Responsibility for defining the technical implementation and allocation of Targeted DeFi Rewards to participants/protocols would reside with the DeFi Committee. As part of that implementation, each project would be responsible for monitoring and reporting “good” node behavior to ensure online accounts are actually participating in consensus and not harming the network. The methodology will include calculating the expected number of block proposals an account should have and comparing this to the actual number of blocks proposed. The process for determining eligibility will be open-source and verifiable by the community, and rewards will be distributed proportionally to the amount of blocks which an account produced, excluding the accounts which were marked for “bad” node behavior.
The Foundation supports option A.
Measure 6
Should consensus incentivization be in scope for Targeted DeFi Rewards as a specific sub-program and, if Measure 5 is passed, should up to 1M Algo of DeFi Rewards be allocated in Q4/2023 for this purpose?
Option A. Yes
Option B. No
Measure 7 - Allocation of DeFi rewards to Targeted DeFi Rewards specifically for the Consensus Rewards programs via DeFi protocols.
This measure is conditional on the measure above (6) to approve adding consensus incentivization to the Targeted DeFi Rewards available via DeFi protocols.

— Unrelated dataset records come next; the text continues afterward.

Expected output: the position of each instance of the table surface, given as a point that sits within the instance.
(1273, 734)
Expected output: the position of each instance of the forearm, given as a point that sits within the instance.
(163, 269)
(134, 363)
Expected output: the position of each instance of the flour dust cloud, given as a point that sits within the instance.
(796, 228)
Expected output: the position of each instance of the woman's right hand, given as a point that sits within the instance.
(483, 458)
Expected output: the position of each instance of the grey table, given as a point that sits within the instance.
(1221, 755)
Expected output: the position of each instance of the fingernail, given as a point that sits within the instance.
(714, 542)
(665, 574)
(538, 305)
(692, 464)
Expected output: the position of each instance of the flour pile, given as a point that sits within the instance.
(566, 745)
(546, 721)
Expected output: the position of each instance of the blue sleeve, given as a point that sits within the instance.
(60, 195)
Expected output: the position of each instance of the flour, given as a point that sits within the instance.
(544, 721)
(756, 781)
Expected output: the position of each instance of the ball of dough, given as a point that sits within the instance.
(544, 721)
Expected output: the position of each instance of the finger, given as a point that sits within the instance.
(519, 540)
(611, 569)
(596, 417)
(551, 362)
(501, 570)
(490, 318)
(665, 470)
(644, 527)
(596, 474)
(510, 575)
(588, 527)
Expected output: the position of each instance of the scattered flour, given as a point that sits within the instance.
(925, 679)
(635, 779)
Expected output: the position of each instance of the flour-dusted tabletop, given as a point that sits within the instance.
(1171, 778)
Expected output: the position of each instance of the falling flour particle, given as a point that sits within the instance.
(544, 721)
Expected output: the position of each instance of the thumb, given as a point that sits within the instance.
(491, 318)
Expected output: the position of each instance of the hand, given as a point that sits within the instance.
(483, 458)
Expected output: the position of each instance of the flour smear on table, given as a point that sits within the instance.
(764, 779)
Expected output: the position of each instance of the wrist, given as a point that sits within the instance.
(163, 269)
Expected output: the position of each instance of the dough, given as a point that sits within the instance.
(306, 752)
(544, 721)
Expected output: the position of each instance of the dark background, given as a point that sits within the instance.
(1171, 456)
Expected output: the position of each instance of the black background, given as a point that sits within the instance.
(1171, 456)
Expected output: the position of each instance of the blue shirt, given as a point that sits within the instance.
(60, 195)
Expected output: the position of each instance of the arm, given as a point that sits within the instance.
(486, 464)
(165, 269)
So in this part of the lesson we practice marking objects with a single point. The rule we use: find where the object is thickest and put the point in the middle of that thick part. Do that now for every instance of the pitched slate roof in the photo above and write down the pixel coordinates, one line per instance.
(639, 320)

Governors must vote on this measure, even if they voted “No” on measure (6).
If this measure passes, either 8M or 8.5M Algo will be distributed in Q4 for the Targeted Rewards program, with up to 1M specifically allocated for consensus incentivization.
The Foundation supports option A.
Measure 7
How much should be allocated to the pilot of the consensus incentivization via DeFi protocols?**
Option A. Allocate 1M Algo
Option B. Allocate 500K Algo.
*** UPDATE 28 August ***
Thank you all for your feedback. Your deliberation has highlighted the need for further discussion on this topic. We will not proceed with measures 5, 6 and 7 this quarter.